A Multiscale Environment for Learning by Diffusion
This work addresses the need for scalable and interpretable clustering methods in data analysis, though it appears incremental as it builds on existing diffusion-based techniques.
The authors tackled the problem of identifying multiscale clustering structure in data by introducing the MELD data model and M-LUND algorithm, which efficiently captures and analyzes latent multiscale patterns with theoretical guarantees and computational efficiency.

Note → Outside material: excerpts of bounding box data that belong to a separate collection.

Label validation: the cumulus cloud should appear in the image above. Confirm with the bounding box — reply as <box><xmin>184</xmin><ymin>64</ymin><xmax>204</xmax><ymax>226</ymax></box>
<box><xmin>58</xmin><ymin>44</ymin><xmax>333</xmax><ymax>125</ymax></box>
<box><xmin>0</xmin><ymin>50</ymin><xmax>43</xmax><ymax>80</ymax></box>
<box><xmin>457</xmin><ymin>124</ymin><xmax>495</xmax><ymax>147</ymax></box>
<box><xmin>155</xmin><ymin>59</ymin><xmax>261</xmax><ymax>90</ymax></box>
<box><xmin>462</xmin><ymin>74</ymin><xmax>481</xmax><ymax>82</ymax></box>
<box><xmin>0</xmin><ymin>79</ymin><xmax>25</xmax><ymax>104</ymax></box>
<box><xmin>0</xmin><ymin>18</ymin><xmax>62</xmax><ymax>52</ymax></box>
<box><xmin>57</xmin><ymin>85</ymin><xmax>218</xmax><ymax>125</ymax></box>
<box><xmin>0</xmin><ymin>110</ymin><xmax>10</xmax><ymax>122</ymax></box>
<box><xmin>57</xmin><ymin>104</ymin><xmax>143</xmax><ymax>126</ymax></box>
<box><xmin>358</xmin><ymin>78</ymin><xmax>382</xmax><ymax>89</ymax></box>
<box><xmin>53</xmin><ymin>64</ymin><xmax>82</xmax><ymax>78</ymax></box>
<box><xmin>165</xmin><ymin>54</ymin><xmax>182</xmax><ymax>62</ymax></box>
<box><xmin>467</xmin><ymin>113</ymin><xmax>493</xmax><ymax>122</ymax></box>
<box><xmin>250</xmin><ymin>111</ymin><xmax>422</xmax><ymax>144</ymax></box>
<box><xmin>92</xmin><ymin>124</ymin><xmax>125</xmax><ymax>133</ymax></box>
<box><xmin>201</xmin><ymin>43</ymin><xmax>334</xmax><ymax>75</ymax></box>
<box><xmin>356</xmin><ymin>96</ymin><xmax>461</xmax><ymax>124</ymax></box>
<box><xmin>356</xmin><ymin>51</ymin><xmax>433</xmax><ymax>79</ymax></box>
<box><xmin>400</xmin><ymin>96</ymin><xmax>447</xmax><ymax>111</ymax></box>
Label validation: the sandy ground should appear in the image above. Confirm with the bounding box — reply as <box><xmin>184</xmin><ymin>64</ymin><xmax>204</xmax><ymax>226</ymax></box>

Clustering algorithms partition a dataset into groups of similar points. The clustering problem is very general, and different partitions of the same dataset could be considered correct and useful. To fully understand such data, it must be considered at a variety of scales, ranging from coarse to fine. We introduce the Multiscale Environment for Learning by Diffusion (MELD) data model, which is a family of clusterings parameterized by nonlinear diffusion on the dataset. We show that the MELD data model precisely captures latent multiscale structure in data and facilitates its analysis. To efficiently learn the multiscale structure observed in many real datasets, we introduce the Multiscale Learning by Unsupervised Nonlinear Diffusion (M-LUND) clustering algorithm, which is derived from a diffusion process at a range of temporal scales. We provide theoretical guarantees for the algorithm's performance and establish its computational efficiency. Finally, we show that the M-LUND clustering algorithm detects the latent structure in a range of synthetic and real datasets.